Salafist preacher Mohamed Yosri Ibrahim, who recently claimed to have been appointed Egypt's new minister of religious endowments (Awqaf), denied accusations on Tuesday that he was attempting to spread Wahabism – an ultra-conservative form of Islam associated mainly with Saudi Arabia – in Egypt.
Ibrahim, a member of Egypt's conservative "Salafist Calling" group, declared on his Twitter account that he adhered to a "moderate form of Islam," stressing that he had never been associated with Wahabism.
Ibrahim faced a wave a criticism after announcing last Friday that he had agreed to head up the religious endowments ministry following a meeting with newly-appointed Prime Minister Hisham Qandil.

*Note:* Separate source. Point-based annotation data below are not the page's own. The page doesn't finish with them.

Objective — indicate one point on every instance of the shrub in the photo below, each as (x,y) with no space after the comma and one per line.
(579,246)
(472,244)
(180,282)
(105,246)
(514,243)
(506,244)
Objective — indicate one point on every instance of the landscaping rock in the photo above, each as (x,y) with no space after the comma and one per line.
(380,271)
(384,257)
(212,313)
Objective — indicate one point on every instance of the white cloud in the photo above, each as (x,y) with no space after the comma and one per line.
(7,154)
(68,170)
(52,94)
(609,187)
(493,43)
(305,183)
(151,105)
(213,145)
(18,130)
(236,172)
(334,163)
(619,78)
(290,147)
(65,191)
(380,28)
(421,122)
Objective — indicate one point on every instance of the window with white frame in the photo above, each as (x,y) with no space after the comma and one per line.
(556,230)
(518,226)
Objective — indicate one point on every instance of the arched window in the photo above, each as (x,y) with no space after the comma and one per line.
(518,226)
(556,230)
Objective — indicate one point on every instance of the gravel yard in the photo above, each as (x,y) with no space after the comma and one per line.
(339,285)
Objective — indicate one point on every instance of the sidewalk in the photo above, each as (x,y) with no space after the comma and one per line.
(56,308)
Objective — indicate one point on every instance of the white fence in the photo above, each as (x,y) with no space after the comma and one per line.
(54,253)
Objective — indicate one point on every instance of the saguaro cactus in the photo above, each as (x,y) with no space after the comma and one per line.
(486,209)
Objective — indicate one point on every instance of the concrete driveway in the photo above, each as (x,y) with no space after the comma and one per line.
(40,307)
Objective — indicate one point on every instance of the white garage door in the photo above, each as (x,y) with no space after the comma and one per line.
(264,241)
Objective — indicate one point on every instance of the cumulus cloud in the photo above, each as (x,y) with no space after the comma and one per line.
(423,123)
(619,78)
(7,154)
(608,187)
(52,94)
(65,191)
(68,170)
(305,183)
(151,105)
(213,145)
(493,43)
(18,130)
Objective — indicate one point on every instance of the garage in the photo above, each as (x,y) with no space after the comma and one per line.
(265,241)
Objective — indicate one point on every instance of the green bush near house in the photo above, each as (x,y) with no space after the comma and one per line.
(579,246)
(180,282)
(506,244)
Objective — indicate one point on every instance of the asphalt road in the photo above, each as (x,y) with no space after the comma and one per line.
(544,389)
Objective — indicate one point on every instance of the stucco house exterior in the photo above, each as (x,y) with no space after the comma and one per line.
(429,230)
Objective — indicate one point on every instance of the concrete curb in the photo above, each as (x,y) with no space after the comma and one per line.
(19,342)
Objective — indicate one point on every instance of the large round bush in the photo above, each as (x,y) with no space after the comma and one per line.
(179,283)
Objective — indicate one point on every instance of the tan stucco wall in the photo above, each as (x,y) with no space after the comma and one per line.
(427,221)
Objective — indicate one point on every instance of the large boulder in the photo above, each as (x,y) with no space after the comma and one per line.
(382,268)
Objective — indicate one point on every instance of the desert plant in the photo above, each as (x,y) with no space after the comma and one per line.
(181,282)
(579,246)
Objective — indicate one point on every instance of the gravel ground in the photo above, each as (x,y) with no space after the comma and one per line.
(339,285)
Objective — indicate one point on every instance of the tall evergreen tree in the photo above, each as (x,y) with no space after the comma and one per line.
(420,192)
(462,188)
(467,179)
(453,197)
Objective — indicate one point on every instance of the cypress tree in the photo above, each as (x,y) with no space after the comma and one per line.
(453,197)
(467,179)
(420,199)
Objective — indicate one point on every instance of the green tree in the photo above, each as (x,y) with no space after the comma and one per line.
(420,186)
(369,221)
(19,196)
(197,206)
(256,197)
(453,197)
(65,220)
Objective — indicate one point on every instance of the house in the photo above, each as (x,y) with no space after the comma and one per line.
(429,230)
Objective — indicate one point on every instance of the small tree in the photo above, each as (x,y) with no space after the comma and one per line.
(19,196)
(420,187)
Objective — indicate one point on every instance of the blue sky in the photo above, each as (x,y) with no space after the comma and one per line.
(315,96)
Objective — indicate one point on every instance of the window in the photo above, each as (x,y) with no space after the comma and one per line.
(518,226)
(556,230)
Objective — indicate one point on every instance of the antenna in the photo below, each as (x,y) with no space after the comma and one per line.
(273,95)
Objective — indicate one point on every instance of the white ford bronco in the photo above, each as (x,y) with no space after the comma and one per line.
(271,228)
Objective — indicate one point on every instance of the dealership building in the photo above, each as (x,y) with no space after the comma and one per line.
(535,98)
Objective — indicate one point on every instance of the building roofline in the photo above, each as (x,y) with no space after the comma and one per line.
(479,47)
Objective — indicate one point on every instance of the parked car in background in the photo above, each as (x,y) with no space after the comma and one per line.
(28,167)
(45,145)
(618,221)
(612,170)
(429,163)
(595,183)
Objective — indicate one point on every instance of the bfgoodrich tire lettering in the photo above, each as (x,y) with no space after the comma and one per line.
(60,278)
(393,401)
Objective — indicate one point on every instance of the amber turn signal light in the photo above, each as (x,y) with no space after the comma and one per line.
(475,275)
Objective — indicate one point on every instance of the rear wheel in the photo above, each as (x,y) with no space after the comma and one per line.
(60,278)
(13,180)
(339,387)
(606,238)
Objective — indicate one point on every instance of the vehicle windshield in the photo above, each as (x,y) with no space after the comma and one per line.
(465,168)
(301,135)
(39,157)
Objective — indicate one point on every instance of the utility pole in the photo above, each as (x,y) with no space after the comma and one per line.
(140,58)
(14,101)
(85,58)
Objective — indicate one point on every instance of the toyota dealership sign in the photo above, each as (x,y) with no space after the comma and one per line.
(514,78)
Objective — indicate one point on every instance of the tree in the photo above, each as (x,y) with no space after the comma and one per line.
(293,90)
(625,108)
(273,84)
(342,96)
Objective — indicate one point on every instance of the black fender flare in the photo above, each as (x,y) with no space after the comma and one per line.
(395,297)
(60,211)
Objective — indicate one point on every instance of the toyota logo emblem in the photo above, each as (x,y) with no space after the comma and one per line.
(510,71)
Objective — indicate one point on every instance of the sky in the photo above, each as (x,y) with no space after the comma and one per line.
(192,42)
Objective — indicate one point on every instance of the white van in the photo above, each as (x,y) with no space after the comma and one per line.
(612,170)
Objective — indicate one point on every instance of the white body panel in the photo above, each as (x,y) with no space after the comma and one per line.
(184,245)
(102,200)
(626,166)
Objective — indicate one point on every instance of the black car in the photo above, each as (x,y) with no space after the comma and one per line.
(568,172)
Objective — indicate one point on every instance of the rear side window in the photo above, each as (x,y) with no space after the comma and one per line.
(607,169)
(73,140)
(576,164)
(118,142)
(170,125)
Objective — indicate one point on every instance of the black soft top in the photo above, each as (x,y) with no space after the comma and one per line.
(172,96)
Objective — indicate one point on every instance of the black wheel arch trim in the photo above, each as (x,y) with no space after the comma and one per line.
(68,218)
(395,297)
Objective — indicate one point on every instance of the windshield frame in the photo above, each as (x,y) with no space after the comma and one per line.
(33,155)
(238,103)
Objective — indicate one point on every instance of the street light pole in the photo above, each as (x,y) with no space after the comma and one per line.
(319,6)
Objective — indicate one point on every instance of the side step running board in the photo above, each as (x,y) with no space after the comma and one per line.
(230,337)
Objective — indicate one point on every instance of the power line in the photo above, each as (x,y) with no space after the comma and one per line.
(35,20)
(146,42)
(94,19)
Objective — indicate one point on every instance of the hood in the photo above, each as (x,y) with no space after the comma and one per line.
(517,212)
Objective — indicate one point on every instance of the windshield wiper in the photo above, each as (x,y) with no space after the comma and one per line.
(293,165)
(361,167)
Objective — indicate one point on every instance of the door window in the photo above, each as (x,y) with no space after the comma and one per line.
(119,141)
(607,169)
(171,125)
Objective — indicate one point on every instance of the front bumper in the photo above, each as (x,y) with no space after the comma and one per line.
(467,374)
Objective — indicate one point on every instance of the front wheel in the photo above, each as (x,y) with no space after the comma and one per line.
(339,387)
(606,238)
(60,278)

Liberal figures, along with some Islamist groups and Egypt's Sufi orders, have voiced their concern about the potential encroachment of Wahabism in Egypt were Ibrahim appointed to the post.
Some critics allege that Ibrahim's reported association with leading Muslim Brotherhood figure Khairat El-Shater got him the post.
Egypt's ministry of religious endowments regulates activities at the nation's mosques, issues licenses to Muslim preachers, and is responsible for maintaining religious buildings and properties.
Members of Egypt's incoming cabinet will be officially announced on Thursday, according to spokesmen for recently-inaugurated president Mohamed Morsi, a long-time member of the Muslim Brotherhood.